We were warned “don’t touch anything with your hands” as the flooding also causes a health hazard.

Research projects


The situation has attracted a number of research projects in an effort to find solutions to some of the problems, the latest being part of the 2017 World Class Professor (WCP) programme funded by the Indonesian government.

Two of the six professors on the University of Gadjah Mada’s WCP programme, in partnership with Diponegoro University, are working with local researchers at CoREM.

They are geologists Dr Magaly Koch, from the Centre for Remote Sensing at Boston University, US, and Dr David Menier, associate professor HDR at Université de Bretage-Sud, France, who are partnered with Dr Muhammad Helmi, also a geologist and director of CoREM, and Dr Manoj Mathew. Both Dr Mathew and Dr Menier are of LGO Laboratoire Géosciences Océan.

“At the regional scale, the rate of subsidence is related to the geological and geomorphological context. North Java is a coastal plain that is very flat, silty to muddy, influenced by offshore controlling factors (e.g., wave, longshore drifts, tidal currents etc.) and monsoons, and surrounded by volcanoes,” explains Dr Menier.

“Locally, anthropogenic factors can play a serious role as well.”

He says that coastal plains are dynamic. However, human activities are fixed – “the first contradiction”.

“Humans want to control and continue their livelihood, and are reluctant to accept changes related to their own activities or natural factors.”

Dr Menier says the subsidence is due to many factors, but some key issues have never been studied.

On a long term scale, the active faults of the area need to be examined in a geodynamic context and also volcanic activity with Mt Urganan and Mt Muria/Medak.

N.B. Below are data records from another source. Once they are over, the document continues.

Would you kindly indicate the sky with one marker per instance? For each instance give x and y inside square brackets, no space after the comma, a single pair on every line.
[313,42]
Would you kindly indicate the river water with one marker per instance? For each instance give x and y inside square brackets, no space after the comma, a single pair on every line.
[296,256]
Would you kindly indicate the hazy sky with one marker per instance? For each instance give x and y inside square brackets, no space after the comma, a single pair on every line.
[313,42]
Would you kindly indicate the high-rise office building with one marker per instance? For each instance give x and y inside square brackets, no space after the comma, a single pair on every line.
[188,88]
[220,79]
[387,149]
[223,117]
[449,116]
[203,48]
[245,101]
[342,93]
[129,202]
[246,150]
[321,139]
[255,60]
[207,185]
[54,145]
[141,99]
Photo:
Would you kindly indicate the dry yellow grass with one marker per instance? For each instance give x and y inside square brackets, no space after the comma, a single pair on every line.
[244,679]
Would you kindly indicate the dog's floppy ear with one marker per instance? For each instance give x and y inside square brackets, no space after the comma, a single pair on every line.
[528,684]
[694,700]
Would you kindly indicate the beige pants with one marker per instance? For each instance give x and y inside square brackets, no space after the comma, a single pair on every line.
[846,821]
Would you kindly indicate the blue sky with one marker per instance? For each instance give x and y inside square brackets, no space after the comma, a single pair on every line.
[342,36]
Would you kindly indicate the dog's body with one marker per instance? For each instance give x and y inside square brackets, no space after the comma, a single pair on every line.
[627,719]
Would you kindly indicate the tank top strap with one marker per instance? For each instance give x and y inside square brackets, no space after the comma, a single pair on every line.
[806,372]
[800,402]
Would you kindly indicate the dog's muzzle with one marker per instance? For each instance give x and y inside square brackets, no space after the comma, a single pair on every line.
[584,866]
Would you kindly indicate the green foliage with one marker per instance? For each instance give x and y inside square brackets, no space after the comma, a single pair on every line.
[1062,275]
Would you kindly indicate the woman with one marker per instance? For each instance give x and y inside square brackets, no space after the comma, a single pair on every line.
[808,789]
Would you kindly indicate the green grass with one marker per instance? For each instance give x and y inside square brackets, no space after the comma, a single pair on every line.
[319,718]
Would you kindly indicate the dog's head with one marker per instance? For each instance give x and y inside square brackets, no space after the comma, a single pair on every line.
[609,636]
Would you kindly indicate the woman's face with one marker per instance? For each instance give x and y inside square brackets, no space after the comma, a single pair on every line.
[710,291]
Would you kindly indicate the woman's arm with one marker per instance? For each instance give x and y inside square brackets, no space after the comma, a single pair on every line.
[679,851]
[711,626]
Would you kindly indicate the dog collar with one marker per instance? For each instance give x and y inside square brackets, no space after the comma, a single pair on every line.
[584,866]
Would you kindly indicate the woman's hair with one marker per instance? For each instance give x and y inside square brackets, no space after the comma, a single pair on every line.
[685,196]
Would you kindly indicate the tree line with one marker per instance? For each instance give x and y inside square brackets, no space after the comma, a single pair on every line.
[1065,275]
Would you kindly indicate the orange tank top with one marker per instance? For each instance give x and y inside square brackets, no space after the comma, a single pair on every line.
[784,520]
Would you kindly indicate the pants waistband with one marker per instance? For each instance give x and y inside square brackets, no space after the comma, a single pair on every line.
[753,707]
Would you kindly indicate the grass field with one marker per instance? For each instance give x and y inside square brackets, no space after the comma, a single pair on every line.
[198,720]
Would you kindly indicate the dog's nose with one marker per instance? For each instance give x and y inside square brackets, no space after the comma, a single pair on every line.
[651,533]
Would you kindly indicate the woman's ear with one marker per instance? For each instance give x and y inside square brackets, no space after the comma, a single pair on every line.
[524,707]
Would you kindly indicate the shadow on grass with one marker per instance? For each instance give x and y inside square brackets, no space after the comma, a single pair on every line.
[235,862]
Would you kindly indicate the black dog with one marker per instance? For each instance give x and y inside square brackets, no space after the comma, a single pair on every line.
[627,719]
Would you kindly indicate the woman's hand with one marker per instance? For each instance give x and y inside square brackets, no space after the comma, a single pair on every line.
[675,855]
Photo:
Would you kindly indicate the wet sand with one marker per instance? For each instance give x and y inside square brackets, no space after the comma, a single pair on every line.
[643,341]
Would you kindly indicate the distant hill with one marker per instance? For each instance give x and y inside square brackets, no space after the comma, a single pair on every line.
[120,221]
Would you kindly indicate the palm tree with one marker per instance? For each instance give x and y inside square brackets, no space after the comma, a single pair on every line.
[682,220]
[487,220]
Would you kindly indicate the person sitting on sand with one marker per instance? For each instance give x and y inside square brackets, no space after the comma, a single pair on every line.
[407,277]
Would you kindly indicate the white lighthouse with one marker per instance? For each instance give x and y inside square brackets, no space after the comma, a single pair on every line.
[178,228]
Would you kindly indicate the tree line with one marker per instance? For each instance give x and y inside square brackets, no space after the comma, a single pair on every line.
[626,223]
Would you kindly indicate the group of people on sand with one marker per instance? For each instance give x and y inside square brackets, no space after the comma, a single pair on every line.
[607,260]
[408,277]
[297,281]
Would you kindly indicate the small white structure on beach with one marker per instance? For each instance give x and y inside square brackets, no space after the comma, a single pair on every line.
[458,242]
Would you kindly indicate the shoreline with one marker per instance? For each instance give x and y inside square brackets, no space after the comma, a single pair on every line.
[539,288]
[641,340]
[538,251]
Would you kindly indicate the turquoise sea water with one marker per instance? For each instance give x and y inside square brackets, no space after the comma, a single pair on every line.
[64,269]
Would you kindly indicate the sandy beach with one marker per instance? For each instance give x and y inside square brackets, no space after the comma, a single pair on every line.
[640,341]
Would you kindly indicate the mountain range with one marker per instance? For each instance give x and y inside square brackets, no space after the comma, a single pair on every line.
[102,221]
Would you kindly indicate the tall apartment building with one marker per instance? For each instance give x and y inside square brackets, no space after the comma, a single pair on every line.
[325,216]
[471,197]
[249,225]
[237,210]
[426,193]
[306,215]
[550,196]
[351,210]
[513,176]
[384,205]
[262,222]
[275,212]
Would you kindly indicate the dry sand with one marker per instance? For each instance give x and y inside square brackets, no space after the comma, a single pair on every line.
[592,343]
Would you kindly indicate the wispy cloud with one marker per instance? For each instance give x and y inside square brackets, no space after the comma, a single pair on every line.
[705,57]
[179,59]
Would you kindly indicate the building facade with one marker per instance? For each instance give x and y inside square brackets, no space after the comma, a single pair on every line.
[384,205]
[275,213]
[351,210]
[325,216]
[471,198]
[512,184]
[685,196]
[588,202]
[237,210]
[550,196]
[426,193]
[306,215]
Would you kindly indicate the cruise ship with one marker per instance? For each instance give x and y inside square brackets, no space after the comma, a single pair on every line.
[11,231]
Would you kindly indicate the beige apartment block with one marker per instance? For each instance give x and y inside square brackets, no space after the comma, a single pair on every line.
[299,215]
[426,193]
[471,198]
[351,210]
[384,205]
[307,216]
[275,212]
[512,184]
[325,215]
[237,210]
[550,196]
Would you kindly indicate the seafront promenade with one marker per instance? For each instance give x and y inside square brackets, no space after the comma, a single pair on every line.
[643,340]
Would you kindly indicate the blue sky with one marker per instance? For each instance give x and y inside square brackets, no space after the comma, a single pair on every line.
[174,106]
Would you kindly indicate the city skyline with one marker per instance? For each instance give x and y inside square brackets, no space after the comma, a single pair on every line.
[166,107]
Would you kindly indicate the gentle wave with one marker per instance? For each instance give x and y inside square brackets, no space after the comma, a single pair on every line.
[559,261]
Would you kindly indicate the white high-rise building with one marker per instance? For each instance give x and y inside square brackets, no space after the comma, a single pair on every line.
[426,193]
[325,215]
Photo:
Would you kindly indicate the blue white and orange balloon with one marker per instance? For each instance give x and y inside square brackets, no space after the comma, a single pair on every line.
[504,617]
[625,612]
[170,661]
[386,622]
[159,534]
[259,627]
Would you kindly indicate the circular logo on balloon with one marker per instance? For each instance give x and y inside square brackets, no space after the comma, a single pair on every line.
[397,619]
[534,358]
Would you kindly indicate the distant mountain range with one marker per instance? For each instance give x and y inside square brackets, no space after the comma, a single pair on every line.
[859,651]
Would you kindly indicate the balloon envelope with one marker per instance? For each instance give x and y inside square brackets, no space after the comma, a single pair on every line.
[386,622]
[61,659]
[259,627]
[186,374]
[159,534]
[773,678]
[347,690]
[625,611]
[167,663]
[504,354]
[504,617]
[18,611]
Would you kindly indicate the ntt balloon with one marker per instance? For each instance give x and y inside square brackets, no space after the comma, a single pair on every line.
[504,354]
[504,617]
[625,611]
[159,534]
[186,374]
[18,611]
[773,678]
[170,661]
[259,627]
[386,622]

“We need to have a better understanding of the age of the coastal plain in order to reconstruct the past, explain the present-day and predict the future,” he says.

“Colonisation in the 17th century-Dutch period probably led to destruction of ecosystems (mangrove) and fine sediment usually trapped by plants has been stopped.”

Dr Koch adds: “Subsidence rates and their spatial distribution along the coastal plain need to be studied in detail using InSAR techniques. Groundwater abstraction (using deep wells) is probably happening in the city of Semarang but not necessarily in Demak.”

Mangrove restoration

Mangrove restoration and mitigation has been used successfully to restore coastal resilience and ecosystems in Timbulsloko.

While noting that “high failure rates are typical” due to wrong special being planted and other factors, Dr Dolfi Debrot, of a Dutch project consortium, argues “given the right conditions, mangrove recovery actually works best without planting at all.”

The consortium involves Witteveen+Bos, Deltares, EcoShape, Wetlands International, Wageningen University and IMARES.

However, community planting is also a strategy deployed in the lowland villages.

Mangroves revitalise aquaculture ponds for crab and shrimp farming.

A “growing land” technique borrowed from the muddy Wadden Sea in the Netherlands has also been used successfully at Timbulsloko and other villages.

Semi-permeable dams are built from bamboo or wooden poles packed with branches to “dampen wave action”. In time, a build up of sediment settles and allows mangroves to grow naturally.

“These eco-engineering seawalls are better than the concrete fixed barriers,” says Dr Helmi. “The permanent seawalls in turn become eroded at their base and eventually fall over.”

Dr David Robie is on the WCP programme with Universitas Gadjah Mada, Yogyakarta.